Wherever you look. Wherever I look it is the same old story. Experts are inevitably bought and paid for by one company or another. The messages that come out are universally supportive of the company’s products. If you are not sufficiently supportive the companies will go find something else to turn into an ‘expert.’
As the Times reports ‘In 2013 Spanish researchers found that scientific papers on sugary drinks that were sponsored by or had potential conflicts of interest with the food and drink industry, including Coca-Cola were five times more likely to find no link with obesity than similar papers that were independently funded. They recommend “special efforts to preclude funding by parties with vested interests at all levels.’
In truth, I don’t care that much about Fifa and the endemic corruption thereof. If people can be bribed sufficiently to hold a World Cup in Qatar, average summer temperature 50c, the world is not going to come to an end. Although a few footballers might. Obviously, it would be better if the countries with the best bid actually won, but no-one is going to die. Probably.
However, if companies such as Coca-Cola can fund research that distorts science and promotes the consumption of sugary drink, and helps to create millions upon millions of people with type II diabetes then this is very serious stuff indeed. The increase in morbidly and mortality could end up bankrupting health services around the world.
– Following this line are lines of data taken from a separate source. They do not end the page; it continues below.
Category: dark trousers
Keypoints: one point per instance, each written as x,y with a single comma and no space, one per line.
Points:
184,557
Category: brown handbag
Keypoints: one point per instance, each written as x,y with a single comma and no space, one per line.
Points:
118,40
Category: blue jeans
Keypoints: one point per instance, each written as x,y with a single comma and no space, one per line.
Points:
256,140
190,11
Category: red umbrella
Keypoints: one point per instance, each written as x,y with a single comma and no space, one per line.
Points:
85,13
I know that all organisations and companies, if they are not properly policed, will end up travelling the road to corruption. It seems an immutable law of commerce. In a way I don’t blame the companies. They are, by their nature wolves. If I have a thousand sheep in a field and find the wolves circling, I do not say the wolves, ‘now, really, I do not want you to eat the sheep. Do you promise?’
Wolves: ‘Yes, we promise.’
Shepherd: ‘Good.’
Next day, shepherd arrives, sheep mostly eaten, wolves fat. Well, what do you expect? Wolves eat sheep. It is what they do. If you want to stop this happening, build a bloody great fence, or buy some guns, or both. Don’t rely on wolves to suddenly start acting like sheepdogs.
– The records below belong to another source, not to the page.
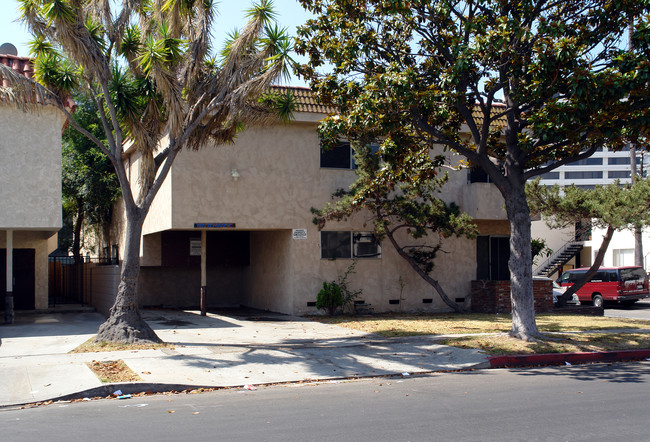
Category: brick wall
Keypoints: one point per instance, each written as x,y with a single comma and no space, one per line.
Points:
494,296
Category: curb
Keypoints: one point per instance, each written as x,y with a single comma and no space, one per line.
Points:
570,358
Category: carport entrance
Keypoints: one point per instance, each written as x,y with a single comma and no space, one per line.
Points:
24,277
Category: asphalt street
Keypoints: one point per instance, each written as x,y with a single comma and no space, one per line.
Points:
586,402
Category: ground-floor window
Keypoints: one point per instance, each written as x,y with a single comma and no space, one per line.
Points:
349,245
492,255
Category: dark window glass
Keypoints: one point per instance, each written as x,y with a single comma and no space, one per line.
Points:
583,175
632,274
349,245
335,245
576,276
600,277
492,255
338,157
365,245
619,174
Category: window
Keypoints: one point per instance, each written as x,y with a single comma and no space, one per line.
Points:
583,175
338,157
349,245
622,160
341,156
619,174
492,255
623,257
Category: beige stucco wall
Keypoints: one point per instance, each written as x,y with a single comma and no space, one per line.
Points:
280,179
30,168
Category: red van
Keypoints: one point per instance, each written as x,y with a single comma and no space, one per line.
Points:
621,284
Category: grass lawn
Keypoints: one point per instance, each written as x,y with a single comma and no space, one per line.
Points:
91,346
395,325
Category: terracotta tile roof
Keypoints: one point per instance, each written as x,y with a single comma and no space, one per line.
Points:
306,102
500,122
22,65
25,66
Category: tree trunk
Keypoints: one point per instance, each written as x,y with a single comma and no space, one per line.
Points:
520,265
76,240
125,324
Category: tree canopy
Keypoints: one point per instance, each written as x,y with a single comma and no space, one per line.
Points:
89,184
517,88
403,204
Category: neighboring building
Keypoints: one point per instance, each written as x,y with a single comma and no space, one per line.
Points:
603,167
30,194
263,251
579,245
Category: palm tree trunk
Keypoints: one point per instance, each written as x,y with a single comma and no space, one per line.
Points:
125,324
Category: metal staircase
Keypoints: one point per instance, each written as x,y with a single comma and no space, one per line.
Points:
559,258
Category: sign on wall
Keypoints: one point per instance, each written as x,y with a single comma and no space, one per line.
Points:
214,225
195,247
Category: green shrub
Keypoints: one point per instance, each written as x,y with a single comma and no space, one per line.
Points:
330,297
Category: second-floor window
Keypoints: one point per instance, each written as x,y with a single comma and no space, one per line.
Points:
338,157
349,245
No, I don’t blame the companies for being companies. I blame our politicians. It is only they who can create a system of policing and punishment that will stop companies corrupting researchers, or corrupt researchers demanding money from companies. Yes, this is not a one way street. You can’t have corruption if researchers don’t take bribes.
Unfortunately politicians seem perfectly uninterested in corruption in the medical field. Is it because they themselves are being bribed. I am certain that this is part of it. In the UK large numbers of MPs are non-exec directors of private health companies, and the corporate world swirls around and within the political arena far, far, too closely. Before the last election David Cameron stated that lobbying would be next great scandal.
He says nothing of the sort now, yet lobbying and manipulating on behalf of large corporations has become worse and worse. The UK has not yet reached the situation in the US where lobbyists outnumber politicians by about a hundred to one…. Or thereabouts. And when politicians stop being politicians they immediately become lobbyists. But we heading in that direction.
So where are we? A long, long way down the longest road. The road that ends with everyone in any position of power becoming, essentially, a spokesman for large corporations, where there is no-one left who can or will do anything to stop it. Because, sadly, they are all in it together. I write that last sentence and think, oops, have I just become a conspiracy theorist. Then I think. No, I am not a conspiracy theorist, I am simply Winston Smith.